If we assume that the Metabric datasets can be represented by simple BNs, then, taking into account the results from the simulated datasets, DCL’s findings are the most reliable since it had the highest EC and JI for each case size. On the other hand, if we assume that the Metabric datasets are represented by complex BNs, then the results for FGS, CPC, and DCL could be considered the most reliable, and especially FGS and DCL since they performed the best for 600, 1200, and 2400 cases, which most closely resemble the sample sizes for the Metabric datasets. Since FGS is unable to find anything other than Lymph nodes pos, we can only confidently interpret the results of DCL and CPC in this case. However, DCL correctly and partially predicts more simulated datasets at case sizes close to the sample sizes of the Metabric datasets than CPC. In addition, every learning method for CPC found no predictors for at least two of the Metabric datasets, which may suggest that there are no predictors, but more likely suggests that CPC was unable to learn the predictors. Based on these comparisons, we believe that DCL has the highest potential among the learning methods we discuss to effectively learn direct predictors from real datasets.

6. Conclusions

We compared DCL to PC and CPC, the classic constraint-based pattern search algorithms, FGS, another Bayesian-score-based pattern search algorithm, and FCI, a constraint-based PAG search algorithm. DCL performed significantly better on the simple network datasets than all of its counterparts but about equal to FGS and CPC on the complex network datasets when we consider the total number of datasets correctly predicted. However, at small case sizes, DCL performs better than FGS and CPC on complex datasets, which we consider to be a bigger achievement than performing well at large case sizes due to the abundance of small sample-sized real datasets. Additionally, when using a more continuous measurement (JI), we found that DCL performs much better than its counterparts, showing that it can partially discover predictors better than any non-DCL method. Furthermore, DCL had notably faster runtimes than its counterparts, indicating that it improves upon not only the accuracy of popular causal learning algorithms but also the computational speed.

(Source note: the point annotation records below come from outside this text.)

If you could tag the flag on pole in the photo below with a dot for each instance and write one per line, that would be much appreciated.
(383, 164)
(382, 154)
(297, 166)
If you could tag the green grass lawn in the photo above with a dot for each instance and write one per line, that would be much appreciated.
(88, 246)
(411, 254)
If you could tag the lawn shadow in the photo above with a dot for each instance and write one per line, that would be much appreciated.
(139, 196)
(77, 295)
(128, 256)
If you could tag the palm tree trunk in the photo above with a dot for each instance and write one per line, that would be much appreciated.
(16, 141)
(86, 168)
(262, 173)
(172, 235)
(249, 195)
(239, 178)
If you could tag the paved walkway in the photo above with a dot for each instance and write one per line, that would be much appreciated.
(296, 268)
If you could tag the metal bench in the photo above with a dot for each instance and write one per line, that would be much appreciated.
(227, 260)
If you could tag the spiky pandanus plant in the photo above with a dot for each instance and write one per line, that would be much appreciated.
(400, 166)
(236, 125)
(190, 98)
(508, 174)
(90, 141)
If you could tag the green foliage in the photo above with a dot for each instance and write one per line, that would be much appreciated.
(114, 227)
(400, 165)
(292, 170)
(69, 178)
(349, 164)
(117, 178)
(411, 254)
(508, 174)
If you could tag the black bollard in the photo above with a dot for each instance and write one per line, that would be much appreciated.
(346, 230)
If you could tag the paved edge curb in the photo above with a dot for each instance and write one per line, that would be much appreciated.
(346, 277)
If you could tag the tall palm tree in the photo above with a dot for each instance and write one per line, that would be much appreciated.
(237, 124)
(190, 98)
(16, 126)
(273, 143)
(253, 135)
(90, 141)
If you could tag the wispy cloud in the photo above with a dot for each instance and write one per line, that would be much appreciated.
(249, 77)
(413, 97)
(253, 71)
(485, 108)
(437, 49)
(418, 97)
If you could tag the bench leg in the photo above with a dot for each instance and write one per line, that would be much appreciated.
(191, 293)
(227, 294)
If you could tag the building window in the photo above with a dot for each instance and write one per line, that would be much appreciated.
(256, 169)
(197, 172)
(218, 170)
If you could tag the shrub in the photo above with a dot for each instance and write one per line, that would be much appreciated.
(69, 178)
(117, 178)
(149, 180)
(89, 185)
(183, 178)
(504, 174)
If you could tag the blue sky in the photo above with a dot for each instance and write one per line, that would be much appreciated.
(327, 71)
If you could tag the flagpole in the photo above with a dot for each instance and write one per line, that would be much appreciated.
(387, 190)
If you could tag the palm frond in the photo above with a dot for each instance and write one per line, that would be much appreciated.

When we applied DCL to a real Alzheimer’s disease dataset, we learned SNPs that were previously determined to have a strong link to LOAD. We also applied DCL to real breast cancer datasets across different time-points and learned clinical predictors proven to be directly causal of breast cancer survival for patients at these specific time-points. It is important to note, however, that DCL may not able to find every predictor known to be linked with the particular target and does find predictors that we are unable to verify through the results of previous studies. Thus, we must approach our real dataset results with caution, understanding that the causes discovered may not all be direct predictors of the specified target. Despite these limitations, we conclude that DCL can still be effective and informative when applied to real data.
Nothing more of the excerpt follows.